У нее явились определенные честолюбивые планы – она наметила единственного человека, которого почла достойным и себе равным. Приняв за основание несколько любезных фраз, ей сказанных, она создала себе самые несбыточные надежды. Она сделала хуже – дала кое-что заметить и понять этому человеку. Он с изумлением отошел и даже стал, видимо, избегать ее.

Она была уверена, что никто ничего не знает, а между тем у нее уже были враги, то есть люди, возмущенные ее чванством и злым языком. Эти враги пустили сплетню и в свою очередь жестоко посмеялись над нею. Поэтому-то она и не вернулась в Петербург на третью зиму.

Конечно, она не любила этого, так неудачно намеченного ею человека; конечно, он ровно ни в чем – ни словом, ни помышлением не был виноват перед нею, но она вообразила, что он дурно с нею поступил, вообразила, что сердце ее разбито, и с этого времени в ней стало развиваться окончательно недовольство жизнью. Характер ее, никогда не бывший приятным, с каждым днем делался теперь невыносимее. Она придиралась ко всему и ко всем, ее ничем нельзя было удовлетворить, и бедная Клавдия Николаевна испивала иногда горькую чашу.

Наконец Софья Сергеевна, убедясь, что прошлого не вернешь, что продолжать думать о том единственном равном ей человеке нечего, решила, что ведь не может же она остаться так, что уж если судьба не дала ей возможности как следует устроиться, то все же должна она выйти замуж. Она готова была теперь принять обыденную долю; если бы теперь тот первый, единственный, ее жених или кто-нибудь в этом роде ей представился, она вышла бы замуж без всяких рассуждений. Она даже вдруг стала снисходить, обращала свое благосклонное внимание то на одного, то на другого.
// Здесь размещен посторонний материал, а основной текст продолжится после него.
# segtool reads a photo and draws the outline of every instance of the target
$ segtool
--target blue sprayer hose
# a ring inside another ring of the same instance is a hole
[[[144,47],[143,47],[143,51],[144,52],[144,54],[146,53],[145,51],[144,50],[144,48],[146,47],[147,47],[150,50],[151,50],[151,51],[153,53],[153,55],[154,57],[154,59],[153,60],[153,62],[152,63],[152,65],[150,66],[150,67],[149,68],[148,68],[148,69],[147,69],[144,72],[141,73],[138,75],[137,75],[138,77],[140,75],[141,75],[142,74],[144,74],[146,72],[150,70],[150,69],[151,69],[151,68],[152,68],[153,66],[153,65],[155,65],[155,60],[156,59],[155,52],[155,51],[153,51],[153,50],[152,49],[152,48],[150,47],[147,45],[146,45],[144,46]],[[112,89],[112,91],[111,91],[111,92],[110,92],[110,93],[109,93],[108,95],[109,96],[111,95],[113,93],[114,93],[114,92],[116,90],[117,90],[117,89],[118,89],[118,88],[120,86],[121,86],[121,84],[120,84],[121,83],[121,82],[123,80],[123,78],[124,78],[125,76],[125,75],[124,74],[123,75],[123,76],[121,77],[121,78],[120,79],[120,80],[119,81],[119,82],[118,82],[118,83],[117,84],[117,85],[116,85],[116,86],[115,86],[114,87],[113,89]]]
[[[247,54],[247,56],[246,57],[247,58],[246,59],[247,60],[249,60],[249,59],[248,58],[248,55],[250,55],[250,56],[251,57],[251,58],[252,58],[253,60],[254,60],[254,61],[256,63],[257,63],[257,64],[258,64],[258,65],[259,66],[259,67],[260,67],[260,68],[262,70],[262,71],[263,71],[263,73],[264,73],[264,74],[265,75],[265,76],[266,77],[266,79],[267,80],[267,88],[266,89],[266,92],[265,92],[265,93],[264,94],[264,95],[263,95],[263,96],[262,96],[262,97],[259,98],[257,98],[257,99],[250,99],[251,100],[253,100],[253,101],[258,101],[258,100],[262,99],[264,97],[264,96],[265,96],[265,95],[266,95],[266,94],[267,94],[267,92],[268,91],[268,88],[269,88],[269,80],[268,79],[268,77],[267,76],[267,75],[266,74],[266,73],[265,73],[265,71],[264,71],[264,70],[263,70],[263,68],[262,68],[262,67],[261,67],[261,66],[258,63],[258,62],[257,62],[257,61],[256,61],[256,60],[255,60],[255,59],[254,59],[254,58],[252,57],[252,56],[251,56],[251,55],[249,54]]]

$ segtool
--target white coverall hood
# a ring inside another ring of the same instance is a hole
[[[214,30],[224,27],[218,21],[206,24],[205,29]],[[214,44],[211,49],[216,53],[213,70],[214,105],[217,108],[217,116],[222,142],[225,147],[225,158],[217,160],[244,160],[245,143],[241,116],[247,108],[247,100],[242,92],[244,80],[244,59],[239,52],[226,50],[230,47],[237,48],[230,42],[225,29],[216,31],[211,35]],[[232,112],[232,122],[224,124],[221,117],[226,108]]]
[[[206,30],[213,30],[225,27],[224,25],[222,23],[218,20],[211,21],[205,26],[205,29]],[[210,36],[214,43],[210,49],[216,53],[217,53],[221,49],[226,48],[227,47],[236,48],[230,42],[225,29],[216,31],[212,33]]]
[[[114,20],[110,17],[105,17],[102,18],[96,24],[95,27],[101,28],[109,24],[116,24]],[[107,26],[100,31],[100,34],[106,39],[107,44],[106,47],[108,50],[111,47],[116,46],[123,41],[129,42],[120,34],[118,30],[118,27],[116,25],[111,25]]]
Но все ее старания пропадали даром: никто не делал ей предложения и, мало того, с ужасом она замечала, что к ней относятся уже не так, как относились прежде, как вообще относятся к молодым девушкам, – к ней относились с большим почтением, и это почтение доводило ее до отчаянья.

А время шло, и проклятые морщинки, несмотря ни на какие «lait de beauté», обрисовывались заметнее и заметнее. У нее задавались теперь целые дни, целые недели глубокой тоски, тем более невыносимой, что не с кем было ею поделиться. Софья Сергеевна скорее бы умерла, чем призналась кому-либо в своих муках…

Теперь она вышла в гостиную бледная и скучающая, с изумлением взглянула на Барбасова, ответила на его почтительный поклон пренебрежительным кивком головы, остановилась было, но затем прошла через гостиную и скрылась.

Владимир вышел за нею и остановил ее:

– Соня, ты куда? – сказал он. – Посиди немного в гостиной, помоги тете, а то у нее сегодня такой вид, что глядеть страшно.

– Это еще что за явление? – вместо ответа проговорила Софья Сергеевна.

– Барбасов? Да ведь ты его знаешь.

– Кажется, знаю, как приходится знать бог знает кого… Но зачем он у нас, этот пестрый и неприличный урод?

– Он мой старый товарищ.

– Мало ли какие у тебя могут быть старые товарищи, но ведь есть же всему предел, и я вовсе не желаю, чтобы наша гостиная превратилась в трактир…

– Однако… раз уж он здесь… ведь ты хозяйка…

– Нет, уволь, уволь меня – некогда!

И она пошла дальше.

Владимир вернулся в гостиную и с удовольствием увидел, что вторая сестра его, Марья Сергеевна, сидит почти рядом с Барбасовым и спокойно с ним беседует.

Теперь более чем когда-либо бросалась в глаза разница между двумя сестрами. Марье Сергеевне шел двадцать четвертый год. Но она, в семнадцать лет казавшаяся старше своего возраста, очень мало с тех пор изменилась, только развилась окончательно, окрепла, совершенно избавилась от своей юной неуверенности, одним словом, очень много выиграла. Ее высокая полная фигура выражала силу и бодрость, румяное лицо дышало здоровьем, ни о каких морщинках не было и помину. Она еще не задумывалась о том, что время уходит. И если бы спросить ее, что думает она о замужестве, она бы прямо ответила, что давно уже находит, что пора ей замуж и что, вероятно, в конце концов и выйдет.